12 En ik keerde mij om, om te zien de stem, die met mij gesproken had; en mij omgekeerd hebbende, zag ik zeven gouden kandelaren;
13 En in het midden van de zeven kandelaren Eén, de Zoon des mensen gelijk zijnde, bekleed met een lang kleed tot de voeten, en omgord aan de borsten met een gouden gordel;
14 En Zijn hoofd en haar was wit, zoals witte wol, gelijk sneeuw; en Zijn ogen gelijk een vlam vuur;
15 En Zijn voeten waren blinkend koper gelijk, en gloeiden als in een oven; en Zijn stem als een stem van vele wateren.
16 En Hij had zeven sterren in Zijn rechterhand; en uit Zijn mond ging een tweesnijdend scherp zwaard; en Zijn aangezicht was, gelijk de zon schijnt in haar kracht.

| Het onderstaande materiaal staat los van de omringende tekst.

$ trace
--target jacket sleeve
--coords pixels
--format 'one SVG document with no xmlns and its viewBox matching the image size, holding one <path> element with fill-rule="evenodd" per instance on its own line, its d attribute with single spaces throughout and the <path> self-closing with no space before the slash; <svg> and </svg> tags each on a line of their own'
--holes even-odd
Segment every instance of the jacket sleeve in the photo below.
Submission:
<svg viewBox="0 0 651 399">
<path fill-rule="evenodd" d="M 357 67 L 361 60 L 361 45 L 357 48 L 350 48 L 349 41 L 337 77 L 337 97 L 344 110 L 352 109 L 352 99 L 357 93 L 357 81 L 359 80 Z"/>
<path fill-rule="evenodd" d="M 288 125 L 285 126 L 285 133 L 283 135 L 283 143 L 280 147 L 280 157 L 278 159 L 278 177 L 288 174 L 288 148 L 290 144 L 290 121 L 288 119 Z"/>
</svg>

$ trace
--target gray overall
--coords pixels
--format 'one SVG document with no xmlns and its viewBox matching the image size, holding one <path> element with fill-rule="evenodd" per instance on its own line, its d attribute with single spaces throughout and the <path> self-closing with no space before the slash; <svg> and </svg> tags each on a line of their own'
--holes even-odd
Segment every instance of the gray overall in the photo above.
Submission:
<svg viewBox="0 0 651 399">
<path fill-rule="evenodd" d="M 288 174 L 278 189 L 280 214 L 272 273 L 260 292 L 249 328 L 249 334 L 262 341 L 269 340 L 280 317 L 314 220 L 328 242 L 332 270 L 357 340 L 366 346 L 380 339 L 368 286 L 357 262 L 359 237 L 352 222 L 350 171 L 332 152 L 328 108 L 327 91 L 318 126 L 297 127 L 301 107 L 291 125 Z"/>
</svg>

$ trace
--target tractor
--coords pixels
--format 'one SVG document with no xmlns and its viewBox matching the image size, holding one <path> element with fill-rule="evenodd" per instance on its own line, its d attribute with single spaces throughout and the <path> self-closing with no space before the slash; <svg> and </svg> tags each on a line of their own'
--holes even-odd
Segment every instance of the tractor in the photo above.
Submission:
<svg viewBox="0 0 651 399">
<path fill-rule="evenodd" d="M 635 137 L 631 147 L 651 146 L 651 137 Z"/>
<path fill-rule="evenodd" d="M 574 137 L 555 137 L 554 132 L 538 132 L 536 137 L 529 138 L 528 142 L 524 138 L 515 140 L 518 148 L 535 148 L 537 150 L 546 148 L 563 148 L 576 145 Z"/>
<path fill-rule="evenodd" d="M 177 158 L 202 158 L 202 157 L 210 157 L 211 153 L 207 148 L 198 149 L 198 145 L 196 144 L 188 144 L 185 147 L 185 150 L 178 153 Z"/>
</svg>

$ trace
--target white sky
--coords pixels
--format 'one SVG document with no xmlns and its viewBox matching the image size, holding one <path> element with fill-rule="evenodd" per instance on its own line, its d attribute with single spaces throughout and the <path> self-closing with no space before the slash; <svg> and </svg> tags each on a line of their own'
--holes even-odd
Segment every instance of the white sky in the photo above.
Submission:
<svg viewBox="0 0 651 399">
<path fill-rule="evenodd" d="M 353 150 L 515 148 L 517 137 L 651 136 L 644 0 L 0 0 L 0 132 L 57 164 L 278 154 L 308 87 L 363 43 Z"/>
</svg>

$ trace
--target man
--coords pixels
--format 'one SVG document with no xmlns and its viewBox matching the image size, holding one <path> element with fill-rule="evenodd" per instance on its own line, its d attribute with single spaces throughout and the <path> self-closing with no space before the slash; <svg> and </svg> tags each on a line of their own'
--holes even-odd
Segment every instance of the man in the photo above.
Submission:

17 En toen ik Hem zag, viel ik als dood aan Zijn voeten; en Hij legde Zijn rechterhand op mij, zeggende tot mij: Vrees niet; Ik ben de Eerste en de Laatste;
18 En Die leef, en Ik ben dood geweest; en zie, Ik ben levend in alle eeuwigheid. Amen. En Ik heb de sleutels van de hel en van de dood.
Bevel om aan de zeven gemeenten te schrijven
19 Schrijf, hetgeen gij gezien hebt, en hetgeen is, en hetgeen geschieden zal na dezen:
20 De verborgenheid der zeven sterren, die gij gezien hebt in Mijn rechterhand , en de zeven gouden kandelaren. De zeven sterren zijn de engelen van de zeven gemeenten; en de zeven kandelaren, die gij gezien hebt, zijn de zeven gemeenten.